O Perigo Não Está na Máquina, Está em Nós !
O Perigo Não Está na Máquina, Está em Nós ! Matilde Moreira 140123226
No final do meu último artigo, deixei em aberto uma pergunta provocadora: Seremos nós quem constitui um perigo futuro, baseado na inteligência artificial, para a administração pública?
A resposta, talvez desconcertante, é: sim.
O verdadeiro perigo não está na inteligência artificial em si, mas na importância que decidimos atribuir-lhe. Como afirmou a própria IA, e bem, o risco nasce do uso, não da ferramenta. A tecnologia, por mais sofisticada que seja, permanece neutra até ser moldada por intenções humanas. O que está verdadeiramente em causa é a nossa escolha coletiva: queremos uma administração orientada por valores ou dominada por automatismos?
É fácil culpar a máquina pelos males da desumanização. Mas, na realidade, somos nós que delegamos à IA funções que deviam permanecer humanas: interpretar, ponderar, compreender. A automatização cega de decisões públicas, sem garantias de contraditório, transparência ou proporcionalidade, não é um erro tecnológico. É uma falha jurídica. É uma opção política.
Importa então recentrar o debate: a inteligência artificial não representa, por si só, uma ameaça ao Direito Administrativo.

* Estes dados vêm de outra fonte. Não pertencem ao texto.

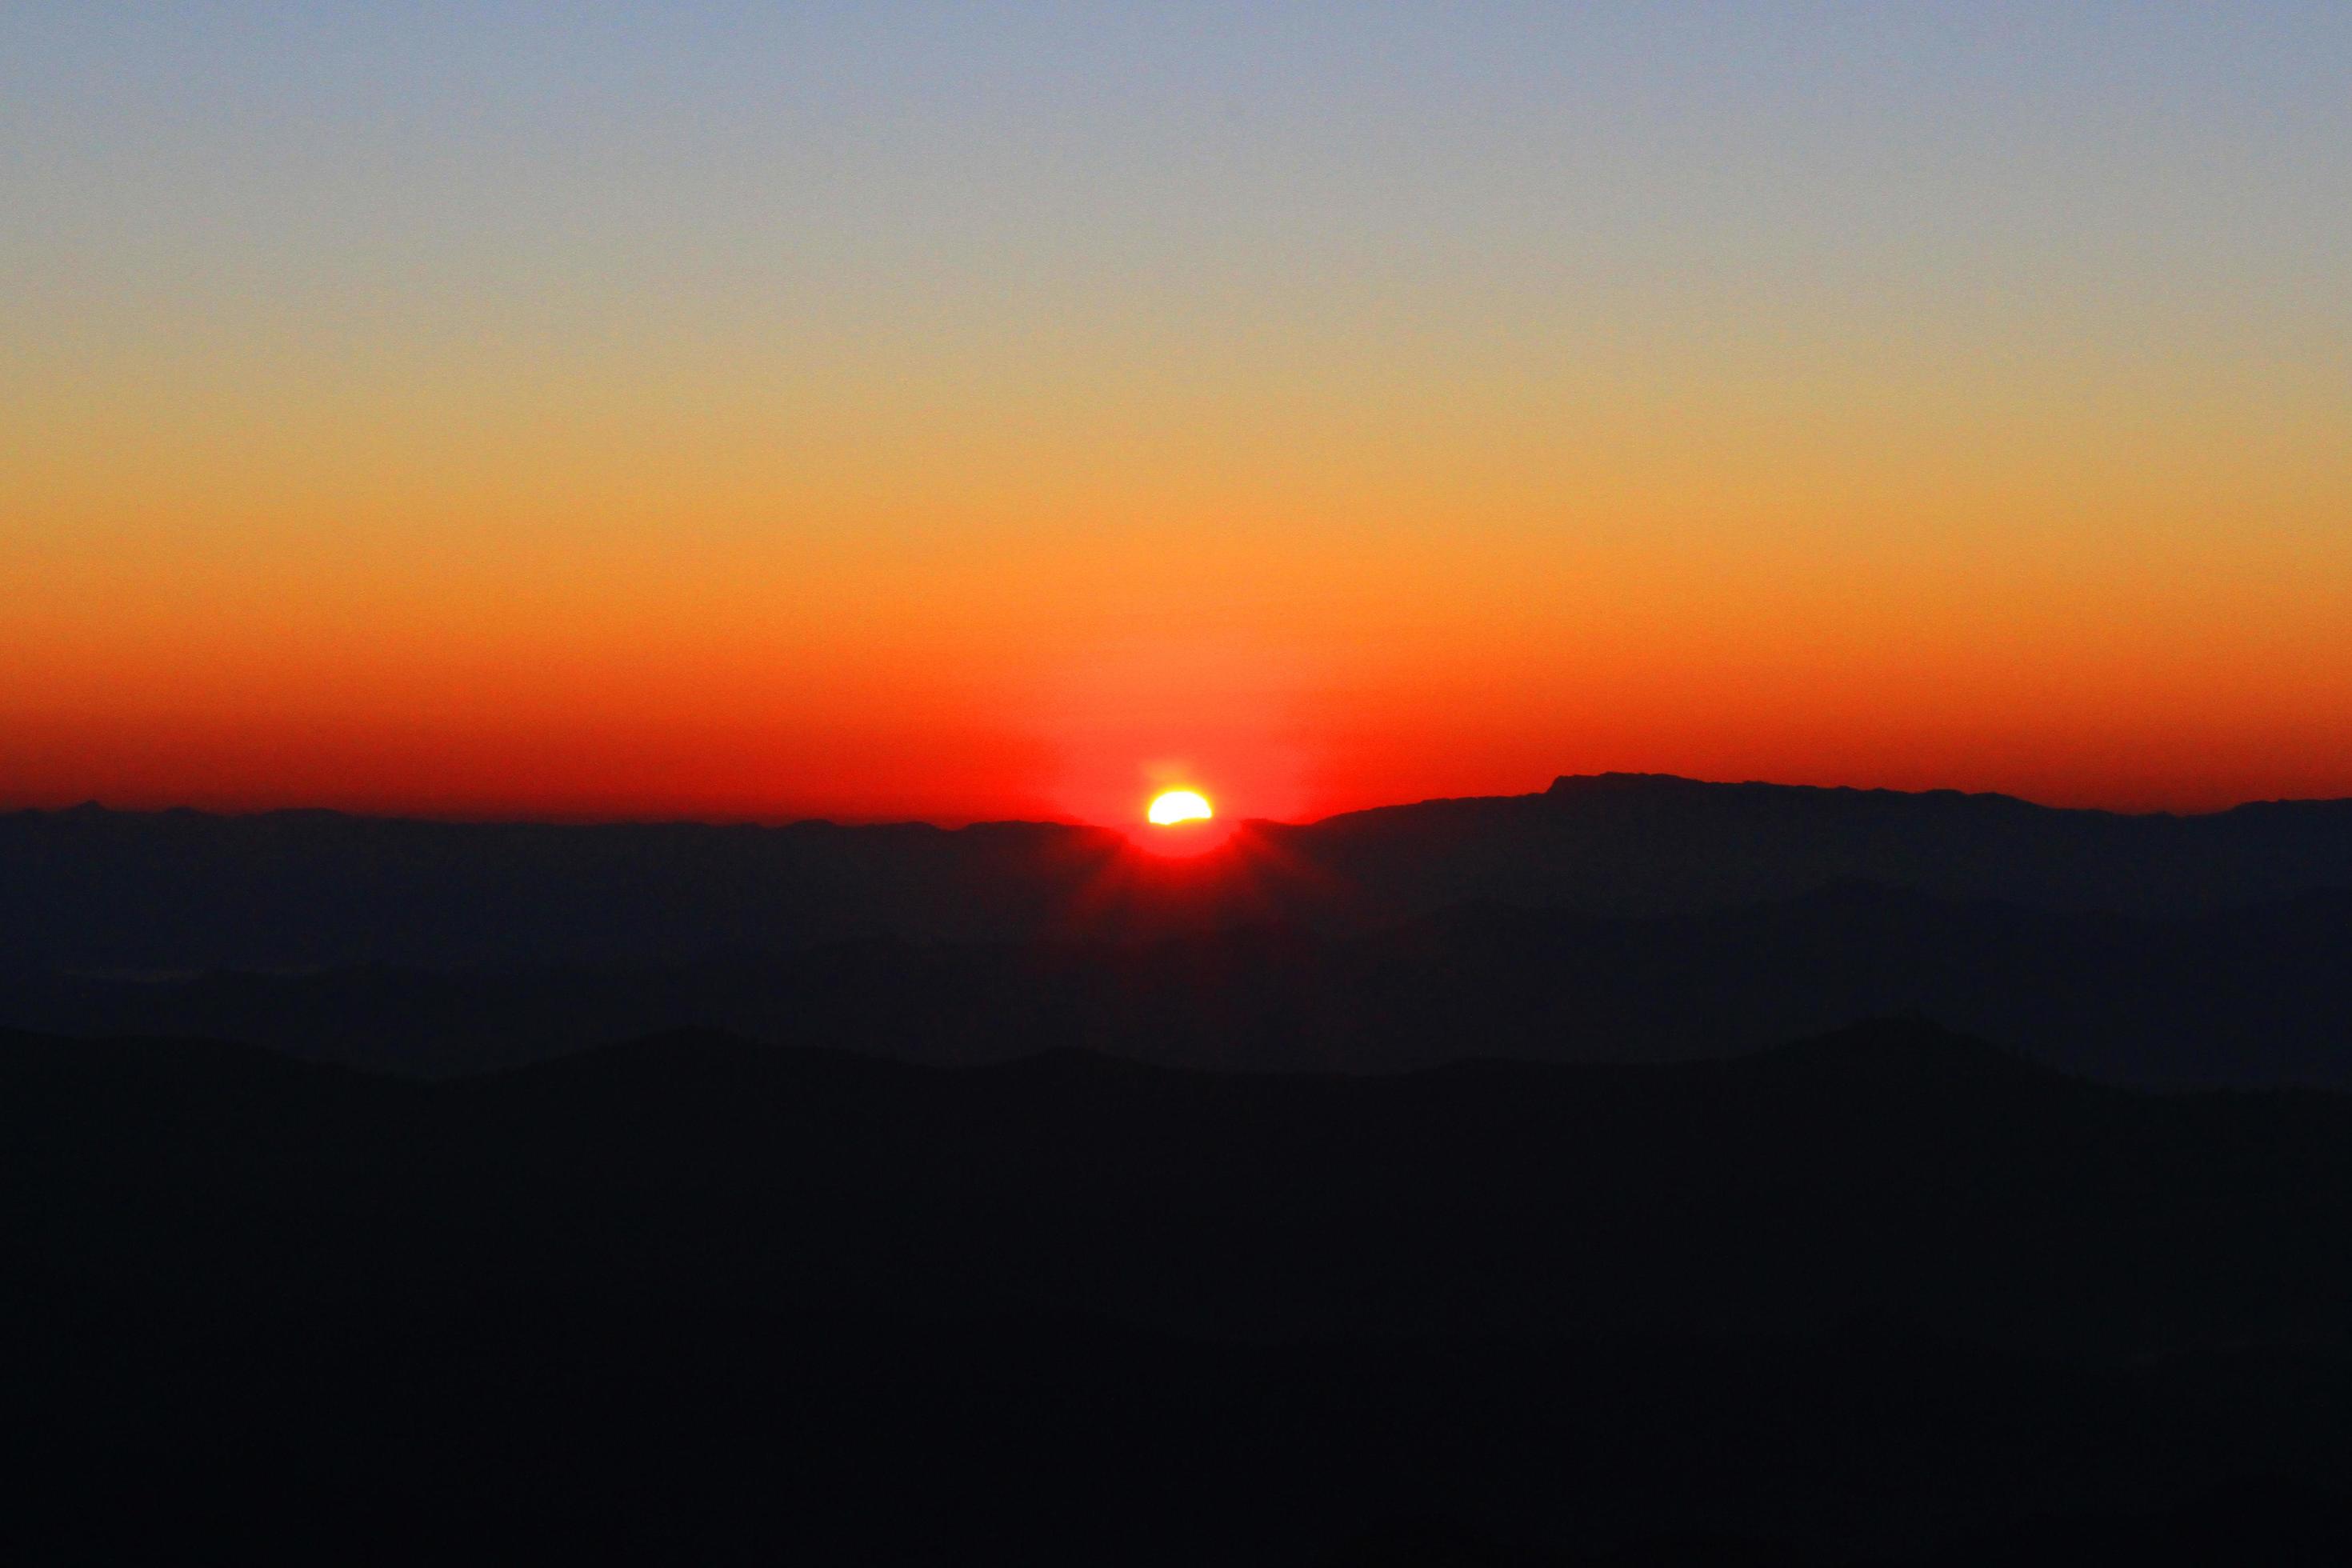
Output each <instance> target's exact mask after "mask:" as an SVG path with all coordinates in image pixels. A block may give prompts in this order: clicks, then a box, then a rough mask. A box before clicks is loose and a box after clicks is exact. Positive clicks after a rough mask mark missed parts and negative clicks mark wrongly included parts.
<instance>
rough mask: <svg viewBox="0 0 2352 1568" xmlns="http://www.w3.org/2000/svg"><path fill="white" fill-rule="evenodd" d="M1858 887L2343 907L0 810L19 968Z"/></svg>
mask: <svg viewBox="0 0 2352 1568" xmlns="http://www.w3.org/2000/svg"><path fill="white" fill-rule="evenodd" d="M1837 882H1870V884H1877V886H1889V889H1912V891H1922V893H1931V896H1938V898H1957V900H2006V903H2018V905H2034V907H2049V910H2074V912H2086V910H2105V912H2119V914H2138V917H2176V914H2197V912H2216V910H2227V907H2237V905H2249V903H2265V900H2281V898H2293V896H2296V893H2303V891H2312V889H2352V802H2274V804H2251V806H2239V809H2234V811H2218V813H2209V816H2161V813H2159V816H2119V813H2107V811H2060V809H2049V806H2032V804H2025V802H2018V799H2009V797H1999V795H1957V792H1924V795H1903V792H1893V790H1818V788H1792V785H1717V783H1693V780H1684V778H1658V776H1623V773H1604V776H1599V778H1562V780H1557V783H1555V785H1552V788H1550V790H1545V792H1543V795H1519V797H1494V799H1446V802H1423V804H1416V806H1388V809H1378V811H1357V813H1348V816H1334V818H1327V820H1322V823H1310V825H1282V823H1244V825H1242V827H1240V830H1237V835H1235V839H1232V844H1228V846H1225V849H1223V851H1218V853H1209V856H1200V858H1192V860H1169V858H1157V856H1150V853H1145V851H1141V849H1136V846H1134V844H1131V839H1129V837H1127V835H1120V832H1110V830H1101V827H1068V825H1051V823H995V825H976V827H962V830H953V832H950V830H938V827H924V825H882V827H837V825H830V823H797V825H790V827H748V825H743V827H706V825H691V823H670V825H546V823H421V820H383V818H350V816H339V813H327V811H273V813H263V816H226V818H223V816H205V813H195V811H162V813H118V811H101V809H94V806H82V809H73V811H19V813H12V816H5V818H0V952H5V954H7V959H5V961H7V964H9V966H12V969H14V971H19V973H40V971H61V969H66V971H136V973H162V971H205V969H261V971H266V969H322V966H327V969H332V966H353V964H393V966H428V969H437V966H480V964H564V961H612V959H626V961H647V959H691V957H708V954H717V952H739V950H746V947H750V950H779V947H790V945H804V943H816V940H837V938H851V936H901V938H917V940H934V938H943V940H1035V938H1073V936H1155V933H1162V936H1164V933H1174V931H1200V929H1211V926H1232V924H1268V922H1272V924H1298V926H1305V929H1317V931H1350V929H1367V926H1376V924H1385V922H1395V919H1402V917H1414V914H1430V912H1439V910H1446V907H1454V905H1461V903H1512V905H1522V907H1545V910H1564V912H1578V914H1609V917H1625V914H1670V912H1693V910H1710V907H1726V905H1740V903H1759V900H1785V898H1795V896H1802V893H1809V891H1816V889H1823V886H1830V884H1837Z"/></svg>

O que ameaça o Direito é a tentação de tratar a administração pública como um sistema de produção de decisões em série, alheio ao contexto, ao diálogo e à justiça do caso concreto. O que está em causa não é se a máquina decide bem ou mal, é se a própria ideia de administração ainda se fundamenta em valores humanos.

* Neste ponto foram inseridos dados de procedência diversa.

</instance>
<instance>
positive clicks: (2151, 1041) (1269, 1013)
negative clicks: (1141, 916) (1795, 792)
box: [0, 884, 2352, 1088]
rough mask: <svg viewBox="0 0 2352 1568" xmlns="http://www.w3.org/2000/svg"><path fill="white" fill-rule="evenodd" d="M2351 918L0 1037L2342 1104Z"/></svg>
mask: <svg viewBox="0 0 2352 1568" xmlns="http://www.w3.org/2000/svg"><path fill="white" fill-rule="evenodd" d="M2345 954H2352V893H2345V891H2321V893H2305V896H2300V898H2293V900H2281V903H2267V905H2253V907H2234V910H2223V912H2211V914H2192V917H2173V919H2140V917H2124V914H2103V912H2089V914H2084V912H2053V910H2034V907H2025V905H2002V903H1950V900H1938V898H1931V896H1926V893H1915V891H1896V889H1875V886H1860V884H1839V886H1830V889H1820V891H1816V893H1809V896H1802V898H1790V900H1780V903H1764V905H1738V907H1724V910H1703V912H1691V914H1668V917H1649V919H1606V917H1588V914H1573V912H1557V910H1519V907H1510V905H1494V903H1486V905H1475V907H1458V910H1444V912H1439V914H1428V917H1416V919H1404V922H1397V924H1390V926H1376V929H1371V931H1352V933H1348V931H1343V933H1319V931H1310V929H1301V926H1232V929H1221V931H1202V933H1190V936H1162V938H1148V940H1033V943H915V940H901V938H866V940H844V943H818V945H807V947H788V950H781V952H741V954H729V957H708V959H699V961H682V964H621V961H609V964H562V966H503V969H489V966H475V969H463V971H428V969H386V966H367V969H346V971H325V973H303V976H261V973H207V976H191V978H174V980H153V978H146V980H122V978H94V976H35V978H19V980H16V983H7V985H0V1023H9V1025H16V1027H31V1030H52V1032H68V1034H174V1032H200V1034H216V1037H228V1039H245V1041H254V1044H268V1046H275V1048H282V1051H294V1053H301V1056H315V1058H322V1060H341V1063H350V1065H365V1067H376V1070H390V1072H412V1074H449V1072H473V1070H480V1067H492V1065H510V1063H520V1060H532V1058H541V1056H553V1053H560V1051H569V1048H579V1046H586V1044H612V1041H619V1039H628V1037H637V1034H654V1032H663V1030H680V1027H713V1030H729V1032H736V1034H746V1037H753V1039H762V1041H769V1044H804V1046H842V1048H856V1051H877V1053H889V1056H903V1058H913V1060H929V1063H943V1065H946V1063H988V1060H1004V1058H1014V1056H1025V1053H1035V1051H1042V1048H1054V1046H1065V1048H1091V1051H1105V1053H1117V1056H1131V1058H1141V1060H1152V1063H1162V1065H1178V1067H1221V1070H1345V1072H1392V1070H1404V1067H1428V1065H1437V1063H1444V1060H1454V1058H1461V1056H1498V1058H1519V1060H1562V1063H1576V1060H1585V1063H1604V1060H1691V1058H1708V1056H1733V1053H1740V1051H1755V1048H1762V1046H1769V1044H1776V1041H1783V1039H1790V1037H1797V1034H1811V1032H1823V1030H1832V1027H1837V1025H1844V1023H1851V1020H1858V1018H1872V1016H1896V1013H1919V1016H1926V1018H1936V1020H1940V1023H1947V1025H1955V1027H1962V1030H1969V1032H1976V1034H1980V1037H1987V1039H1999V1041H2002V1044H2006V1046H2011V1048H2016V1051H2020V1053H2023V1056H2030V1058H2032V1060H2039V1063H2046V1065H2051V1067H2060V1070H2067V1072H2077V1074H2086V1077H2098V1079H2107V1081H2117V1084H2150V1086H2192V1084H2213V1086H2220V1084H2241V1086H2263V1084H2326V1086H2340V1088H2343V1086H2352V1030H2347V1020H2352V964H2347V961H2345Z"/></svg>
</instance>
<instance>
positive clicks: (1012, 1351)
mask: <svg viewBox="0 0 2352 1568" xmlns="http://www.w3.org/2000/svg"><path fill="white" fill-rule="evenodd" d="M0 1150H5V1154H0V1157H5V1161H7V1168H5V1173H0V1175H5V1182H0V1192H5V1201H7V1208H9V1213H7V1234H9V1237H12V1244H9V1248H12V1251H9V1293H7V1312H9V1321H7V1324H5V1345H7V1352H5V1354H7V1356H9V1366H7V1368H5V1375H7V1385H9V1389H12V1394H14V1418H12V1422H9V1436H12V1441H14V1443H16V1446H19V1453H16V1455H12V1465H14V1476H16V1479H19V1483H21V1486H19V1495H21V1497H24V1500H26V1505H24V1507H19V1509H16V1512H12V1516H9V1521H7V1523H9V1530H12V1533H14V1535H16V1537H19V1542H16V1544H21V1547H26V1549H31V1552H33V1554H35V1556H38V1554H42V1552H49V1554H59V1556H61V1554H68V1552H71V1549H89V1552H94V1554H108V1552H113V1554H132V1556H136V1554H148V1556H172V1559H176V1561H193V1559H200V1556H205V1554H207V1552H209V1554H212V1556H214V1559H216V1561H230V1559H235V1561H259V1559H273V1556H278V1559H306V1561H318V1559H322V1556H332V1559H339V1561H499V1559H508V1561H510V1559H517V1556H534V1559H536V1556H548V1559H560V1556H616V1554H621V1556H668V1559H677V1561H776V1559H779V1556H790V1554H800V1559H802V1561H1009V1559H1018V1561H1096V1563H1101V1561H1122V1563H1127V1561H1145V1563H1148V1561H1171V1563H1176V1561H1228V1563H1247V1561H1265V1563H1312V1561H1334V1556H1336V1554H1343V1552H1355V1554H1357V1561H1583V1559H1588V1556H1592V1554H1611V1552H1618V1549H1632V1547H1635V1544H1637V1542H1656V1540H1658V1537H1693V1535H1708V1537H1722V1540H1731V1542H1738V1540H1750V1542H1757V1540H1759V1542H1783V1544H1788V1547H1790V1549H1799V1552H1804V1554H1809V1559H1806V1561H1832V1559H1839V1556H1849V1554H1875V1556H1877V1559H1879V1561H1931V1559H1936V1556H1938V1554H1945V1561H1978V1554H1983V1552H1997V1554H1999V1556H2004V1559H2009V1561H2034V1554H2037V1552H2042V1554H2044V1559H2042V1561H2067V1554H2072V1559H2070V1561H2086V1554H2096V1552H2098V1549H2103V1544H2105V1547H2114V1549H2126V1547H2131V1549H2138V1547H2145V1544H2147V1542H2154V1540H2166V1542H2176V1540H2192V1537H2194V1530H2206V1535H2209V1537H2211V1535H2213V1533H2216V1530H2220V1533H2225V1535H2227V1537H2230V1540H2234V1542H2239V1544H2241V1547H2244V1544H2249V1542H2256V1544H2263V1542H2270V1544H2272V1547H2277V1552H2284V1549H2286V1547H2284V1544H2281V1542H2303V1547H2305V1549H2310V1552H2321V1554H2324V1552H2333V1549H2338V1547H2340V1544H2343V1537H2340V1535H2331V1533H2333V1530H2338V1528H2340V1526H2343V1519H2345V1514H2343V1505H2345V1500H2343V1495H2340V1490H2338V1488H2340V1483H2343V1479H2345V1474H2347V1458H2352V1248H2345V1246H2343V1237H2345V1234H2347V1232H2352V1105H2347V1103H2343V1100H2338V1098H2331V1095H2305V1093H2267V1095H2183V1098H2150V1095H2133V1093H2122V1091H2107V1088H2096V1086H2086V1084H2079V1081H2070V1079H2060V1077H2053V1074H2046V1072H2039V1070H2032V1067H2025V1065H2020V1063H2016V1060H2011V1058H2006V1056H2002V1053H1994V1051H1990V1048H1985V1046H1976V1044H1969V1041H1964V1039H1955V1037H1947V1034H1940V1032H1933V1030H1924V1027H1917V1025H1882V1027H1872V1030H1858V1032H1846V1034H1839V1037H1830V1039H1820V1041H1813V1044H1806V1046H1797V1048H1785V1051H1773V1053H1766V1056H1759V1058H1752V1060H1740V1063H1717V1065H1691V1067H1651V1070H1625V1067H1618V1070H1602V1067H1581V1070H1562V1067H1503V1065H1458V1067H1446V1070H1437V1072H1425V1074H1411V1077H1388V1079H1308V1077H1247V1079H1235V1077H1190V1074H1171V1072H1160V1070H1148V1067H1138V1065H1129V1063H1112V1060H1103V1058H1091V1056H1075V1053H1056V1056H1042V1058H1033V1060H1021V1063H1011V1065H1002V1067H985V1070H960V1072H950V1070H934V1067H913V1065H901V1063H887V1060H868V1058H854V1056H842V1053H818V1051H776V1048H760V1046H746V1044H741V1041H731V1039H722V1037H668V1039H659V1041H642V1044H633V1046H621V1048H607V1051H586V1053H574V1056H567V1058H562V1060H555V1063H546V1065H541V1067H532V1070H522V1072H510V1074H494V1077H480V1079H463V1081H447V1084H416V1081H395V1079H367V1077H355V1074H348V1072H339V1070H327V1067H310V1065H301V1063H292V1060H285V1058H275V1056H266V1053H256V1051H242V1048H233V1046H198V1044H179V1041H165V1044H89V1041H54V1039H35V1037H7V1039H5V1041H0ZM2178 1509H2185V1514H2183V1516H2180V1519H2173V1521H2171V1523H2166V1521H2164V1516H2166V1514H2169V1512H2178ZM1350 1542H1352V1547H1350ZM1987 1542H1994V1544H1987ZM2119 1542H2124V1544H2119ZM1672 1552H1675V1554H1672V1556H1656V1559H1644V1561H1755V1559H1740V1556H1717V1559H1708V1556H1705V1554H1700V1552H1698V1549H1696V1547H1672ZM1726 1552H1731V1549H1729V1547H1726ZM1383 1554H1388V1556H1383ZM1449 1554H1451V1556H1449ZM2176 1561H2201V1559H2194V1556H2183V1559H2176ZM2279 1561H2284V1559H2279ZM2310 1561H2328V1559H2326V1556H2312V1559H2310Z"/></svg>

Nesse sentido, a inteligência artificial é um espelho. Reflete, com precisão perturbadora, as prioridades e as omissões de quem a programou, de quem a implementa e de quem nela confia. Se a usamos para acelerar processos sem cuidar dos direitos dos cidadãos, o problema não é tecnológico, é ético, jurídico e democrático.

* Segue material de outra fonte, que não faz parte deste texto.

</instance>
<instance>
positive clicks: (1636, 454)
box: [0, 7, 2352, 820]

Assim, ao perguntarmos se a IA é um perigo para a administração, devemos, antes, perguntar: que papel estamos nós a dar-lhe? Se o colocamos acima dos princípios, se apagamos a responsabilidade humana sob o manto da “decisão automatizada”, se esquecemos que o fim último da administração é servir pessoas, então sim, o perigo somos nós.
A função pública não pode ser reduzida a uma lógica de eficiência pura. A verdadeira administração pública é aquela que conjuga legalidade com humanidade, normas com ponderação, técnica com ética. A IA pode, e deve, ser uma aliada, mas nunca uma substituta da consciência jurídica.
Que a administração do futuro seja assistida por robôs, sim. Mas que continue a ser conduzida por pessoas. Porque, no fim de contas, a justiça não se programa, exerce-se.